Adopsi kripto di Afrika melonjak sebesar $205 miliar dalam 12 bulan, didorong oleh kasus penggunaan nyata dan kiriman uang.
Negara-negara Afrika seperti Afrika Selatan, Nigeria, dan Kenya sedang membangun regulasi yang mendukung adopsi kripto dan stablecoin.
Ripple memainkan peran kunci dalam adopsi kripto di Afrika dengan pembayaran lintas batas yang lebih cepat.
Meskipun banyak orang percaya bahwa pasar kripto paling canggih berada di kota-kota keuangan besar atau pusat teknologi, perspektif baru dari Reece Merrick, Direktur Manajer untuk Timur Tengah & Afrika di Ripple, menunjukkan sesuatu yang sangat berbeda.
Menurutnya, beberapa pertumbuhan kripto tercepat dan paling praktis sedang terjadi di Afrika dan wilayah muncul lainnya, bukan di pusat-pusat keuangan tradisional.
Adopsi Kripto di Afrika Tumbuh Cepat dengan Kasus Penggunaan Nyata
Menurut Reece Merrick, Afrika, yang memiliki 54 negara dan lebih dari 1,5 miliar penduduk, sedang membangun ekosistem aset digitalnya dari nol.

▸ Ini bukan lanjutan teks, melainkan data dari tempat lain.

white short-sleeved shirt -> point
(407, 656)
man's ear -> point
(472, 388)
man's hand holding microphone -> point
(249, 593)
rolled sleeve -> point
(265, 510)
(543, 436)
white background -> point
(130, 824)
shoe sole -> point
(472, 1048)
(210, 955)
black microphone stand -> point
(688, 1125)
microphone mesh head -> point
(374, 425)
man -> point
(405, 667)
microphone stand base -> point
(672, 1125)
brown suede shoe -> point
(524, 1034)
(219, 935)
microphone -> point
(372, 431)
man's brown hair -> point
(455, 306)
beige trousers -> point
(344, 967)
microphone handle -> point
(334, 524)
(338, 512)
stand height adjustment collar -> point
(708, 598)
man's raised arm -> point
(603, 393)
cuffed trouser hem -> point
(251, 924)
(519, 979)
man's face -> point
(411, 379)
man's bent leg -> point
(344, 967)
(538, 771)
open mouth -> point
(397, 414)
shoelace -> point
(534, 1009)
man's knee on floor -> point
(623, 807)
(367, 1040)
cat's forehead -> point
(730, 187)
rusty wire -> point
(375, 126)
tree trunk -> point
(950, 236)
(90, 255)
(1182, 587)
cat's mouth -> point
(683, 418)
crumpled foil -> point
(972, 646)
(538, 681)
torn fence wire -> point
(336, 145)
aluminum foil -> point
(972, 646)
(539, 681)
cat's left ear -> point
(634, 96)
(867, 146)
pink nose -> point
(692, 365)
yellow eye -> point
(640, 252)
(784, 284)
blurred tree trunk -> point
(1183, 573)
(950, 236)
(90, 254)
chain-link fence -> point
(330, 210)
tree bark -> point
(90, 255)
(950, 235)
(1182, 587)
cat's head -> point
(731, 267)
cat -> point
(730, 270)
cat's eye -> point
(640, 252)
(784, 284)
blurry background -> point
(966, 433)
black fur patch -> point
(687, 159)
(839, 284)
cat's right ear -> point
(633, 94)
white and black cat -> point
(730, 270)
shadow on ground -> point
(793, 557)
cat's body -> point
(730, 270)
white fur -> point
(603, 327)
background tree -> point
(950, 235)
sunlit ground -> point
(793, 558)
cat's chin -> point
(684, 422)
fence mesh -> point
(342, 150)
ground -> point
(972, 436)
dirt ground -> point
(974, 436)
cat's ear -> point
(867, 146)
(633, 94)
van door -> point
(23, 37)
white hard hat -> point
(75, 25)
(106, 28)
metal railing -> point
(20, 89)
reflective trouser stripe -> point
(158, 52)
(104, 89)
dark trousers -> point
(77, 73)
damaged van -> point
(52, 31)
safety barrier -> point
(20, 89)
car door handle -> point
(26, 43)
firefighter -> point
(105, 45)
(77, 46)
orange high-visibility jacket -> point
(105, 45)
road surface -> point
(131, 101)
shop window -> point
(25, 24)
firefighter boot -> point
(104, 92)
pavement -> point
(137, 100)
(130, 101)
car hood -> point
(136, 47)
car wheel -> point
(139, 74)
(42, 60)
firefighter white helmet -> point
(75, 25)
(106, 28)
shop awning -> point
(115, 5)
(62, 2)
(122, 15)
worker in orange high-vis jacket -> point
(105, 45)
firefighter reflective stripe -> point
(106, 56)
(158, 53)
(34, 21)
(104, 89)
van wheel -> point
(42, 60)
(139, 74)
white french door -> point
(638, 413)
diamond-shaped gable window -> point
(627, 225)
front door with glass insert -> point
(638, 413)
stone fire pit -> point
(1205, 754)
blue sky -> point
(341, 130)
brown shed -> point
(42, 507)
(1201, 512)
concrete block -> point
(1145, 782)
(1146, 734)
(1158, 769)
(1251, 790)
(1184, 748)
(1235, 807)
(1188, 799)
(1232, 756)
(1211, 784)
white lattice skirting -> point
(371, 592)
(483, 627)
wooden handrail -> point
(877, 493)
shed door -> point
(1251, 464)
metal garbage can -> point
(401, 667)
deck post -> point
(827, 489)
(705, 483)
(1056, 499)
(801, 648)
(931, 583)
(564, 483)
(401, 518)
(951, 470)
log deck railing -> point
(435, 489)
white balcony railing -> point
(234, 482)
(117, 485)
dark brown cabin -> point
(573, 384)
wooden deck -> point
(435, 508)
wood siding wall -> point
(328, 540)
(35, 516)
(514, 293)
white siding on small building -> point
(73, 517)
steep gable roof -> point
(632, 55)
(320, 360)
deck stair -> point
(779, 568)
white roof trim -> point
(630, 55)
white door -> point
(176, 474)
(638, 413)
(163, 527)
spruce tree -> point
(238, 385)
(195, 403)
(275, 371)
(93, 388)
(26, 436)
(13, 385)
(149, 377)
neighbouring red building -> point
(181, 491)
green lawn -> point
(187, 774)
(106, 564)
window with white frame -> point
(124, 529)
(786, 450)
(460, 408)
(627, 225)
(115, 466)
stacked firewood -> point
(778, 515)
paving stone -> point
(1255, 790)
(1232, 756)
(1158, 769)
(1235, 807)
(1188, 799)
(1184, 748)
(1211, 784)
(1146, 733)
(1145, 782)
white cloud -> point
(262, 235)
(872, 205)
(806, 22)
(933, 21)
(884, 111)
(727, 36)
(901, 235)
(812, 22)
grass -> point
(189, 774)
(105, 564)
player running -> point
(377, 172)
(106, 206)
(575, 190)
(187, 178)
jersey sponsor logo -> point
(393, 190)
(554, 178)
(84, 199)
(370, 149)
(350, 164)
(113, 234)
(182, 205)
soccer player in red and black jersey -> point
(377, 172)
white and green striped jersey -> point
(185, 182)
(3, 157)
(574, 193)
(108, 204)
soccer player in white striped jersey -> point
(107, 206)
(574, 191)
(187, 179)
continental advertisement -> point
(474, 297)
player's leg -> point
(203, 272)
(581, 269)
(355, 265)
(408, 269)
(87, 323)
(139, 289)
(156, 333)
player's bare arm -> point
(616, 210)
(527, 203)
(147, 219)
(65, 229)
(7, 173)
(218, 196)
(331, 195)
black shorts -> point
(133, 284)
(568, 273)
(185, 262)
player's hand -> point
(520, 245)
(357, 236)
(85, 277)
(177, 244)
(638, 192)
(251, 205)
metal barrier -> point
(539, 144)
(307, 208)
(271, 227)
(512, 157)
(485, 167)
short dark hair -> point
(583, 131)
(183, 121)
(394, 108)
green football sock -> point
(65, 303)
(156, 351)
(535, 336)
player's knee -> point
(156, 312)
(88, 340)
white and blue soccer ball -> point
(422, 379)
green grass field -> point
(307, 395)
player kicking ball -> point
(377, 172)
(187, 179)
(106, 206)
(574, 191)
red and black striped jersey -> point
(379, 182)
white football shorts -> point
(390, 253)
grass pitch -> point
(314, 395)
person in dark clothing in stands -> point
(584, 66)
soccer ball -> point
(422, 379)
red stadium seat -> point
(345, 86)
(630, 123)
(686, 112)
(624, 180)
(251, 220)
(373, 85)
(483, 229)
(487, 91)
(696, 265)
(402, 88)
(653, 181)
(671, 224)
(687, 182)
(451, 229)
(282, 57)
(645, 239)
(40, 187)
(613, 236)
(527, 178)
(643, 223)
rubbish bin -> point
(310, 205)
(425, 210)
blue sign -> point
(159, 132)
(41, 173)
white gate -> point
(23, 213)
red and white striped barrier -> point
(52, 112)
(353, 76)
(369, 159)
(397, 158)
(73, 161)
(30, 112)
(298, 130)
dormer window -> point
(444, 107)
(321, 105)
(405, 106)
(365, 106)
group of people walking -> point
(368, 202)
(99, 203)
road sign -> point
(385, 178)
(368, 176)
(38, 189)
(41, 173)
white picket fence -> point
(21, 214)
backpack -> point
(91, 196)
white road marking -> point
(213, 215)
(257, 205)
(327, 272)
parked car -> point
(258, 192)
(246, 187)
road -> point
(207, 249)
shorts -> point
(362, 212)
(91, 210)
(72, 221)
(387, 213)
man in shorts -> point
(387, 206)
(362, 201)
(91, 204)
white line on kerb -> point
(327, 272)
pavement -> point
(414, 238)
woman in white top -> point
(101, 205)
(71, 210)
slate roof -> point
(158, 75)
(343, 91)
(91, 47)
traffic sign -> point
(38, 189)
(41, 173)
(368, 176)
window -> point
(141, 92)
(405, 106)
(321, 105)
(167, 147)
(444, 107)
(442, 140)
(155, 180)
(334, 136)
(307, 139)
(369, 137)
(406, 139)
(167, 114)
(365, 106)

Alih-alih menggunakan kripto untuk spekulasi, banyak orang di sana menggunakan aset digital untuk kebutuhan keuangan nyata seperti mengirim uang, menabung, dan melakukan pembayaran.
Dalam 12 bulan terakhir saja, Sub-Sahara Afrika menerima lebih dari $205 miliar nilai kripto di rantai, menunjukkan pertumbuhan besar sebesar 52% dibandingkan tahun sebelumnya.
Ini menjadikan wilayah tersebut sebagai pasar kripto dengan pertumbuhan tercepat ketiga di dunia.
Salah satu kontributor terbesar adalah Nigeria, yang sendiri menyumbang sekitar $92 miliar dari total tersebut, menunjukkan seberapa cepat adopsi tumbuh di sana.
Tren besar lainnya adalah stablecoin. Penggunaan stablecoin di wilayah ini meningkat 180% year-over-year, menunjukkan bahwa orang-orang menggunakan crypto untuk keperluan praktis seperti pembayaran dan transfer uang, bukan hanya untuk perdagangan.
Remitansi Kripto Menyelesaikan Masalah Keuangan Nyata
Menurut Reece, salah satu alasan utama pertumbuhan kripto di Afrika adalah kiriman uang.
Dia mengatakan bahwa kiriman uang “Mengirim $200 ke Afrika Sub-Sahara menggunakan sistem perbankan tradisional rata-rata biaya sekitar 8,9%.”
Menggunakan aset digital, transaksi yang sama dapat diselesaikan dalam hitungan detik dengan biaya jauh lebih rendah, menghemat sejumlah besar uang bagi keluarga dan bisnis.
Inilah mengapa adopsi kripto di Afrika didorong oleh kebutuhan keuangan nyata, bukan spekulasi perdagangan.
Pada saat yang sama, regulasi juga semakin meningkat. Negara-negara seperti Afrika Selatan, Nigeria, dan Kenya sedang menyusun undang-undang kripto baru, sistem lisensi, dan regulasi stablecoin.
Ripple XRP Memperluas Perannya dalam Pembayaran Afrika
Ripple XRP memainkan peran yang semakin besar dalam transformasi ini dengan meningkatkan pembayaran lintas batas. XRP berfungsi sebagai mata uang jembatan, membantu mengonversi satu mata uang ke mata uang lain secara instan. Transaksi dapat diselesaikan dalam sekitar 4 detik dengan biaya sangat rendah.
Sistem On-Demand Liquidity (ODL) Ripple telah memproses lebih dari $15 miliar dalam pembayaran lintas batas secara global. Di Afrika, koridor pembayaran berbasis XRP sedang berkembang di lebih dari 27 negara, menargetkan pasar remitansi senilai lebih dari $329 miliar.
Beberapa perkiraan menunjukkan bahwa pengiriman uang berbasis XRP sudah menangani volume tahunan miliaran dolar dan dapat mengurangi biaya hingga 40%, menjadikannya alternatif kuat dibanding sistem tradisional.